Cuando toqué la última nota, un silencio absoluto se apoderó del lugar. Duró un segundo, dos, y luego el auditorio estalló en un aplauso ensordecedor. La gente se puso de pie, gritando y vitoreando. Era una ovación mucho más grande y genuina que la que había recibido María.
Vi el rostro de Ricardo. Estaba pálido, sus ojos desorbitados por la incredulidad y la furia.
Y en ese momento, un recuerdo olvidado de mi vida pasada volvió a mí con una claridad brutal. La noche de mi fracaso en el festival, mientras yo lloraba en casa, Ricardo había intentado consolarme de la manera más torpe.
"No te preocupes, Sofía" , había dicho. "Esas cuerdas baratas siempre se rompen. Deberías haber sabido que no aguantaría la presión."

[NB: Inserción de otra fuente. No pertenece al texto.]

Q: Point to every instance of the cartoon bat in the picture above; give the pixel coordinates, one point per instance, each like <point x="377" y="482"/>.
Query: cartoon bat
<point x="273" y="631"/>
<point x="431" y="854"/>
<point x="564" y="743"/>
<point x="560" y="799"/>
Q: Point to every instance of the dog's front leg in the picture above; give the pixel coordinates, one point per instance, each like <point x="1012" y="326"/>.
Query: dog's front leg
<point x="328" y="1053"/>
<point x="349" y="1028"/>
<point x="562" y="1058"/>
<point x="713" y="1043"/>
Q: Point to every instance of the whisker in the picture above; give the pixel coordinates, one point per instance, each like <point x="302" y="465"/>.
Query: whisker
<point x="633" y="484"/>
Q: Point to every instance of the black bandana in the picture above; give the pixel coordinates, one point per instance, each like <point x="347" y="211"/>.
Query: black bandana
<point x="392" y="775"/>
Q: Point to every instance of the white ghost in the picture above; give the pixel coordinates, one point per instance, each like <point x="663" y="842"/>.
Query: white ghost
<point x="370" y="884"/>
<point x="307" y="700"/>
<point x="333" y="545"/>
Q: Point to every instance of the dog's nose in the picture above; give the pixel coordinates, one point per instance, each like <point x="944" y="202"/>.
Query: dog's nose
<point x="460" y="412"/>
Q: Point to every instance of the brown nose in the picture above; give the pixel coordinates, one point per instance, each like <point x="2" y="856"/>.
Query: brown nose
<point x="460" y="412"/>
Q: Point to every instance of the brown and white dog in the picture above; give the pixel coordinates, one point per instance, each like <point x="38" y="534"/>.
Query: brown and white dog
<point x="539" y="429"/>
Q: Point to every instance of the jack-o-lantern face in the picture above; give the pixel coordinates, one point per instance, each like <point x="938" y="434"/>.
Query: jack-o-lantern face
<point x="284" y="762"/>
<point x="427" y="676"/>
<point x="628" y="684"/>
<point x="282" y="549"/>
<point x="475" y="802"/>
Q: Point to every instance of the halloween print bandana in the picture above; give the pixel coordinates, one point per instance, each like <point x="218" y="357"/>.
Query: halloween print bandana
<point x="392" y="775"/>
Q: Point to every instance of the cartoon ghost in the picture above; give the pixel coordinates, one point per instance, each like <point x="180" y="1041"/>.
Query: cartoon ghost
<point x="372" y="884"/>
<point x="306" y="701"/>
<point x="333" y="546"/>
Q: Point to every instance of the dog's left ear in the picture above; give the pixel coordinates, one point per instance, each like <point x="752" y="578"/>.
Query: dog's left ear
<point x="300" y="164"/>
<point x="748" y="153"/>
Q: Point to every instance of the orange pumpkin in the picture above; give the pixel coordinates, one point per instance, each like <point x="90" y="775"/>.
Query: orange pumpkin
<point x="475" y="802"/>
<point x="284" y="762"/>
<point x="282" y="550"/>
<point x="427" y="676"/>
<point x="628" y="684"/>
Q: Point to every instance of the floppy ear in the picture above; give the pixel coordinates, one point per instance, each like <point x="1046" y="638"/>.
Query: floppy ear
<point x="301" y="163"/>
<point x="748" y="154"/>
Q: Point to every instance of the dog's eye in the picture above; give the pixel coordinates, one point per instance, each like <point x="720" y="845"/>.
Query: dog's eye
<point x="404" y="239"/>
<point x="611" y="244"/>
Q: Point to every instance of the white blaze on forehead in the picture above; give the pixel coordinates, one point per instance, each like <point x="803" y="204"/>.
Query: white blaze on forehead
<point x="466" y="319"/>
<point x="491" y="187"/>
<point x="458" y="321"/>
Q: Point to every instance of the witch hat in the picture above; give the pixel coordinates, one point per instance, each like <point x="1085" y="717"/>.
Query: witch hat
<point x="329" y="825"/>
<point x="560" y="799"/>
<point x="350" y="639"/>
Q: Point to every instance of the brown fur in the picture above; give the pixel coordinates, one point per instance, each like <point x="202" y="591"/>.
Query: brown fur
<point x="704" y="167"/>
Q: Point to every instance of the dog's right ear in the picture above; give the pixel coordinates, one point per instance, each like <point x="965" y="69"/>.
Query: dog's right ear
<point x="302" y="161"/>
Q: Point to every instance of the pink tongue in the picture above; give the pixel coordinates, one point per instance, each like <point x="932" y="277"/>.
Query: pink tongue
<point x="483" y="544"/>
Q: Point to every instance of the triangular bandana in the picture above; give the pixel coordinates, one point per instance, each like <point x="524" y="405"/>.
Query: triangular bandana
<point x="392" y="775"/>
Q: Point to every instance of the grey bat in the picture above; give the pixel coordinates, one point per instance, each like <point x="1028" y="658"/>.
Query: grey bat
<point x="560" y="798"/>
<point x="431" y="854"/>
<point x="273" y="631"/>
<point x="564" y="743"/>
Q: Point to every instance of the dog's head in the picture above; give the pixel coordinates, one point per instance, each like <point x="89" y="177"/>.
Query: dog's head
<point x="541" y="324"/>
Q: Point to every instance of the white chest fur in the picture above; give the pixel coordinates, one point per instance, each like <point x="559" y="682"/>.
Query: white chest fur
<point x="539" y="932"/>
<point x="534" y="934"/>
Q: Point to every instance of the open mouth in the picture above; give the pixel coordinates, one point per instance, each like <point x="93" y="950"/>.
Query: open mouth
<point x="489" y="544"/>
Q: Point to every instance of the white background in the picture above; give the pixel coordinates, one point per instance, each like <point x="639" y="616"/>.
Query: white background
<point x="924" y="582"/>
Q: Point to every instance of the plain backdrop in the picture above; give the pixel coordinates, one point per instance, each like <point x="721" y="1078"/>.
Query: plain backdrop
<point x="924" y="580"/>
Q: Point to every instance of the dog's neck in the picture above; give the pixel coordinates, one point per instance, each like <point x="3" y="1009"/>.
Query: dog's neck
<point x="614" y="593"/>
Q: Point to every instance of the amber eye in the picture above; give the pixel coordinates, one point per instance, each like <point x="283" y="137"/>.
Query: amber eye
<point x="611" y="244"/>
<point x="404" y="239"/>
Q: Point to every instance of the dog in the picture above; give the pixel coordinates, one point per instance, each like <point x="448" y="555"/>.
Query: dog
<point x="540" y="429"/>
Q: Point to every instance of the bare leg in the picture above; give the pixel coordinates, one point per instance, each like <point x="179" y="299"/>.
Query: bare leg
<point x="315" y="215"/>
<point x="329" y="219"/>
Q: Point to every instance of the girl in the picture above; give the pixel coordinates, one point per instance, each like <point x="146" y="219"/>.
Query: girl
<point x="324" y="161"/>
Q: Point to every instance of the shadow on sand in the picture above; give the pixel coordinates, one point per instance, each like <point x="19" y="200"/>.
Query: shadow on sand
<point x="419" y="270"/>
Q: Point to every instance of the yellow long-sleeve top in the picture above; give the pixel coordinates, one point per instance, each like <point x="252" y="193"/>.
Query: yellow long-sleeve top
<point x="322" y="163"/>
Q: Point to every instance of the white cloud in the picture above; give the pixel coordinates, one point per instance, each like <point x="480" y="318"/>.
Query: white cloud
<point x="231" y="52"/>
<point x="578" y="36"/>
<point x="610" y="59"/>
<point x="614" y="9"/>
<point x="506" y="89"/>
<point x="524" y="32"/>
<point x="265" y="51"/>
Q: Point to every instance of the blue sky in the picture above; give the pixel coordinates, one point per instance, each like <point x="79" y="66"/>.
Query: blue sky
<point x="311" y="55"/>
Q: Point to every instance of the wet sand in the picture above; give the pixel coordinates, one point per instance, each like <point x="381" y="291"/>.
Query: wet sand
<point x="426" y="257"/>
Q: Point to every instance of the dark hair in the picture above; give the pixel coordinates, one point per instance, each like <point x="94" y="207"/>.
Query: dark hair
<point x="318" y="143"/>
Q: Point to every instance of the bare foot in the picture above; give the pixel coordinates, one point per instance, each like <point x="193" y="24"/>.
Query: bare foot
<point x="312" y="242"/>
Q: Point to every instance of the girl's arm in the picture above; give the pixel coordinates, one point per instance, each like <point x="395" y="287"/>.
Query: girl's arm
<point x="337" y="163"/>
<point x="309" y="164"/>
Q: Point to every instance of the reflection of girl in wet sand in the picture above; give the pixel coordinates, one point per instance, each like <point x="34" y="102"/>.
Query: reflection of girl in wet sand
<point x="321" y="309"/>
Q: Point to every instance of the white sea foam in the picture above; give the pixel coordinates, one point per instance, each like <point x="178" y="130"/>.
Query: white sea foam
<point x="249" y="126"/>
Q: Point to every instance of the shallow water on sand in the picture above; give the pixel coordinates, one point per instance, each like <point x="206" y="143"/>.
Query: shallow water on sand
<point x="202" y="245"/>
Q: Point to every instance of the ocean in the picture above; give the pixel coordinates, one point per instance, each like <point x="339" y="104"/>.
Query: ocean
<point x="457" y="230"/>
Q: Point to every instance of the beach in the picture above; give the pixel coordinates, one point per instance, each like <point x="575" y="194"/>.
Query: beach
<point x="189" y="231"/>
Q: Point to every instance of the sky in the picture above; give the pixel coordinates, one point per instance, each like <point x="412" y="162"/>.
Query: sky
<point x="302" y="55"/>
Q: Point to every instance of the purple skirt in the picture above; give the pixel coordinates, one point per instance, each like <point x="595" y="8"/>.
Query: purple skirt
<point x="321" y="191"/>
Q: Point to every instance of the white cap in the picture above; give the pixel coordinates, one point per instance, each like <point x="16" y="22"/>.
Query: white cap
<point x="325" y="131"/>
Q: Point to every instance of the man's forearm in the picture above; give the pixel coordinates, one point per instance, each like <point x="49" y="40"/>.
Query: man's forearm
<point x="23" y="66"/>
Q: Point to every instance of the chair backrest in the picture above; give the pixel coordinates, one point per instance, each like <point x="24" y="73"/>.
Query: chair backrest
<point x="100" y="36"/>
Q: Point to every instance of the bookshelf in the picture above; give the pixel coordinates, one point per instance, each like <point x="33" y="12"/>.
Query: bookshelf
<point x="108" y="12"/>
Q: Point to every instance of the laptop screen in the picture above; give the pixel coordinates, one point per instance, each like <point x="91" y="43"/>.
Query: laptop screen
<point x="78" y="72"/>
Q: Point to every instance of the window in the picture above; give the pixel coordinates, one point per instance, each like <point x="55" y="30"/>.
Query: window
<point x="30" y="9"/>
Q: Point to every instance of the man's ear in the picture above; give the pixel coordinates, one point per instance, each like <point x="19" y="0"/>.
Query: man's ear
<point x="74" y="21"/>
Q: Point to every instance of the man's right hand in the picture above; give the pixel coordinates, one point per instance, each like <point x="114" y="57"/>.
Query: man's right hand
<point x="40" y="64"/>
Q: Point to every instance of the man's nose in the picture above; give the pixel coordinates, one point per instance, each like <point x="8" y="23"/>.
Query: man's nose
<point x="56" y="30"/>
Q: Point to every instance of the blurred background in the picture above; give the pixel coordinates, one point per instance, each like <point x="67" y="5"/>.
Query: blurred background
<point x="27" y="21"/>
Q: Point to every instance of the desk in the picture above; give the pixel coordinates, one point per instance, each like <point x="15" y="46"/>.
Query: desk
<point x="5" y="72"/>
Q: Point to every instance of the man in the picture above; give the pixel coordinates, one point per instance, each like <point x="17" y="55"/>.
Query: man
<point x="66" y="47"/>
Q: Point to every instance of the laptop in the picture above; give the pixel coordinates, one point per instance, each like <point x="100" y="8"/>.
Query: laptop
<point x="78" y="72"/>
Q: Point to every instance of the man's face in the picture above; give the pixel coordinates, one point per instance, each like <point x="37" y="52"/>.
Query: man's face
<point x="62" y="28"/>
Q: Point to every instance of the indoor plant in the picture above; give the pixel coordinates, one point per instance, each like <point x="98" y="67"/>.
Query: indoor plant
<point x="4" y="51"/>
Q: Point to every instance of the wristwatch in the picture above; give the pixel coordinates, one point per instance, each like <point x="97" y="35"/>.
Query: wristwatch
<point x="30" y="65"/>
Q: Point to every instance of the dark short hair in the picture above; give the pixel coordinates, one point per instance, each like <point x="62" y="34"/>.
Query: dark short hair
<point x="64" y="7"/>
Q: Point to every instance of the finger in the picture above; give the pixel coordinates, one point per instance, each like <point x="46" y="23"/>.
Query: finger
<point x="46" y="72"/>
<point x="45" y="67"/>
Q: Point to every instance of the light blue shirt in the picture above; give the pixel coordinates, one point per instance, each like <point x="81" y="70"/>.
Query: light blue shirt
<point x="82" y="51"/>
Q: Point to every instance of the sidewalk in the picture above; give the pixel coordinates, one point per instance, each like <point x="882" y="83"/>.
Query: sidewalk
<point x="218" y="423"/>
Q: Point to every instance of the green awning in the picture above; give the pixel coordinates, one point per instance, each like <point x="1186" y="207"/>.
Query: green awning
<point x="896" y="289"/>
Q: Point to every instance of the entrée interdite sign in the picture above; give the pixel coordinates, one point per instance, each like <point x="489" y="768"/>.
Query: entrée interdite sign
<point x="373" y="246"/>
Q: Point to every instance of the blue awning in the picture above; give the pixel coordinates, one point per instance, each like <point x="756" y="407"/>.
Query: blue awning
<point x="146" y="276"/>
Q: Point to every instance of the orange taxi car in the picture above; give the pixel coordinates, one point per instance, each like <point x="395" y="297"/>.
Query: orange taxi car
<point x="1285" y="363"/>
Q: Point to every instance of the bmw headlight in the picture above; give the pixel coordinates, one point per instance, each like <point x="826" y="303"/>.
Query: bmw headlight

Pero no eran cuerdas baratas. Eran las mejores, las más caras. Las había comprado él mismo como un "regalo" para mí.
Y ahora, al ver su rostro lleno de odio, lo supe sin ninguna duda. No fue un accidente. Ni en esta vida ni en la anterior.
Él había saboteado mi guitarra. Había planeado mi fracaso. Dos veces.
La frialdad de su crueldad me recorrió por completo, apagando cualquier rescoldo de sentimiento que pudiera quedar por él.